La situation devient critique dans le nord de Londres. Battu dimanche par Fulham (1-2) — une rencontre marquée par la performance des internationaux nigérians Calvin Bassey et Alex Iwobi dans le camp adverse —, Tottenham ne compte plus que quatre points d’avance sur la zone de relégation. Une précarité comptable qui a provoqué une réaction épidermique d’Igor Tudor dans le vestiaire, mais qui n’entame pas sa conviction avant la réception cruciale de Crystal Palace ce jeudi.
Le technicien croate ne s’en cache pas : le débriefing a été houleux. « En colère et déçu », selon ses propres termes rapportés par Hayters. Pour l’entraîneur des Spurs, cette frustration n’est pas un aveu de faiblesse, mais un outil de management indispensable. « Vous n’avez pas besoin d’être le gars qui arrive, dit que tout est parfait, sourit et où rien ne se passe », a-t-il martelé.
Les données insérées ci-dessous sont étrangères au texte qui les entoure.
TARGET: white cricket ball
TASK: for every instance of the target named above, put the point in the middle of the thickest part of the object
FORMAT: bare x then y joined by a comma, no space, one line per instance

L’objectif était clair : envoyer un message immédiat au groupe pour refuser l’acceptation de la défaite.
Cependant, derrière ce discours de fermeté, Tudor identifie une raison structurelle précise pour justifier son optimisme. Selon lui, la crise actuelle est mathématiquement liée à une infirmerie surchargée qui commence enfin à se vider. « Toutes les équipes de Premier League seraient en difficulté sans sept, huit ou dix joueurs », analyse-t-il pour défendre son bilan.
C’est là que réside la clé de la potentielle remontée : le retour programmé de cinq cadres. Après la réapparition de Pedro Porro lors du dernier match, Tudor attend désormais l’intégration imminente de Kevin Danso, Cristian Romero, Destiny Udogie et Djed Spence. « C’est la chose principale qui me rend positif et me fait croire que nous allons y arriver », assure l’entraîneur. Pour lui, l’énergie et la qualité technique de l’équipe dépendent mécaniquement de ces réintégrations. En attendant que cet effectif soit de nouveau au complet, Tottenham n’a d’autre choix que de bricoler pour s’éloigner de la zone rouge, dès jeudi soir à domicile.